15142 - The must is coercion, for the proper no one coerces you
N. Lygeros
Translated from the Greek by Vicky Baklessi
That which Antigone says when we bury the dead is that hate it is not allowed. While that which the arbitrary element of the law will say is: he is endearing, he is not. The decision of Antigone is much more grave, which says: to a dead we cannot say I love him, I don’t love him. What matters is that I don’t hate him. I don’t hate him, therefore I can bury him. Thus I have dismissed the must. The must comes from the law. Now if there exists no must as a fundamental principle, then there must be something else and then appears the proper. The must is coercion, with the proper no one coerces you. You, feel that there is a necessity. When there is a necessity it is not that someone tells you: do this. You feel on your own that there is a need. No one told Antigone to bury her brother, therefore in reality what is of most importance is because she feels it as necessary. She feels it as a necessity because there is the issue of continuation.

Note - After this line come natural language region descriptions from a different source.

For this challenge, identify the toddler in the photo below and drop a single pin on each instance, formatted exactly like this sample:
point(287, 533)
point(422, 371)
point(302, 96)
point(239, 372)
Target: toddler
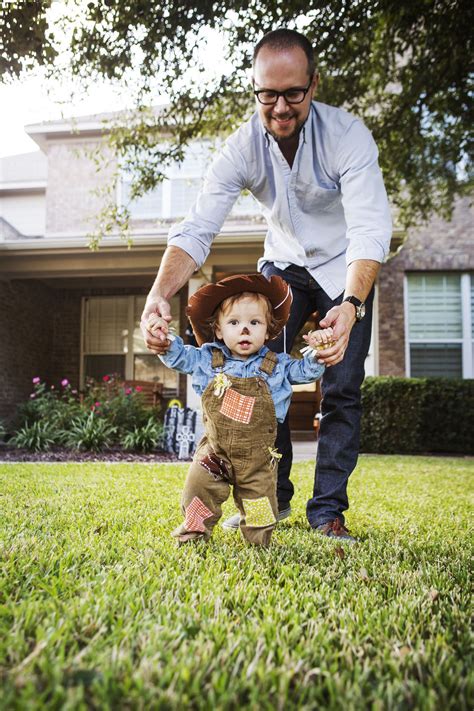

When we have someone dead who we think that his life really was an offer for us, it is very simple, we call him in the end, worthy. So, the issue is, to Romiosyne and to Hellenism we believe we can say the word, worthy. It is of enormous importance, if you think about it, he is dead therefore he will not hear it, you cannot say that it is a praise, since he isn’t here, it cannot even be a compliment since again he cannot accept it or to alter the objective. It is interesting that we say it after death because his life is completed see the whole framework. Einstein said that when someone notable dies, then you understand that the portrait has finished and his life is a work of art.